One year, my Lenten discipline was not to appear on a rota for six weeks. I was not allowed to have Sunday as a “rest day”. It is an experience I would rather not repeat: I find it incredibly hard not to serve. Serving distracts me from my need to return to God. Both the brothers in the story, Townsend argues, need their father’s forgiveness. He responds to both, from the point of their very different needs. The challenge, for them, and for us, is to come back, to be open to that invitation to intimacy. To feel that we are loved beyond compare and beyond measure.
The third figure in the story is the father. Here, Nouwen in his meditation on Rembrandt’s painting, made an interesting observation, concerning the father’s hands. These, he highlights, are painted very differently. The right, masculine, strong, holding the son safely. The left, a more feminine hand that caresses the son, as his head lies, almost nascently in the father’s lap. God’s love is that of both father and mother. Nouwen, also says that, as we may see ourselves in each of the characters in the story in turn, so too must we see ourselves in the father: the challenge – to offer unconditional love, forgiveness and reconciliation to others. To reflect the love of the father; to be “home” for those around us. It is this reflection, Brother Roger said, that is the illuminance of Christ’s church.

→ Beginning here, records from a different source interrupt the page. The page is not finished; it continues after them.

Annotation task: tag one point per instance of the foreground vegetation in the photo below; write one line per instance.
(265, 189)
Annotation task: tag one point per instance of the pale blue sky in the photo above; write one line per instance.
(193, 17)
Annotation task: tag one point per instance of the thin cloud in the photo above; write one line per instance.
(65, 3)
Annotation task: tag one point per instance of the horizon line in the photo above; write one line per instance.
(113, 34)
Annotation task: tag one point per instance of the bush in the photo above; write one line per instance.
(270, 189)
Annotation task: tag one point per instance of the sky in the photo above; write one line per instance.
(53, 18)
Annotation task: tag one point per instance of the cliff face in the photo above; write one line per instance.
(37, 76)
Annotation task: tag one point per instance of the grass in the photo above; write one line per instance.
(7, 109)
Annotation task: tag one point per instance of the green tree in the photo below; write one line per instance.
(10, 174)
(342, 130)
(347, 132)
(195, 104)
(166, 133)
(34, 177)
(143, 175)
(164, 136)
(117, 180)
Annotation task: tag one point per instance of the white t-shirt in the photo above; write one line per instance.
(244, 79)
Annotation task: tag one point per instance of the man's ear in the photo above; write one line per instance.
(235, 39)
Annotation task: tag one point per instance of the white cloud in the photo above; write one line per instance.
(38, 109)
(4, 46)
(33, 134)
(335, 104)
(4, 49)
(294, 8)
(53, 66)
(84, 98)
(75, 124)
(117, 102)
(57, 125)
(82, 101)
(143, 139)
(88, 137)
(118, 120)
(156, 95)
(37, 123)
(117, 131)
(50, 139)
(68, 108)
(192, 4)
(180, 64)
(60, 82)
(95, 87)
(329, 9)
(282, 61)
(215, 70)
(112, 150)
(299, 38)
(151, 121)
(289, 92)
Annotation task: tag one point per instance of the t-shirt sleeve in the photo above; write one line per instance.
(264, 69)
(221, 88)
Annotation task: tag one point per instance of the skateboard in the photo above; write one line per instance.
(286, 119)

The Return of the Prodigal Son reminds us of just how much we are loved and held by God, in our uniqueness, and in our brokenness. In spite of our brokenness. The challenge: to let ourselves be found by God, to let him hold us, and love us back into wholeness. To reflect that love to others. I invite you now, if you wish, to spend the time of silence, looking upon the face of the Father in Rembrandt’s painting. I invite you to look on it, and to see God’s longing for intimacy with you.
Imagine the eyes of the father turn to you, invite you to kneel at his feet. Let the mother’s hands caress you, as the father’s hold you. Listen to God’s words of love for you. Be at home.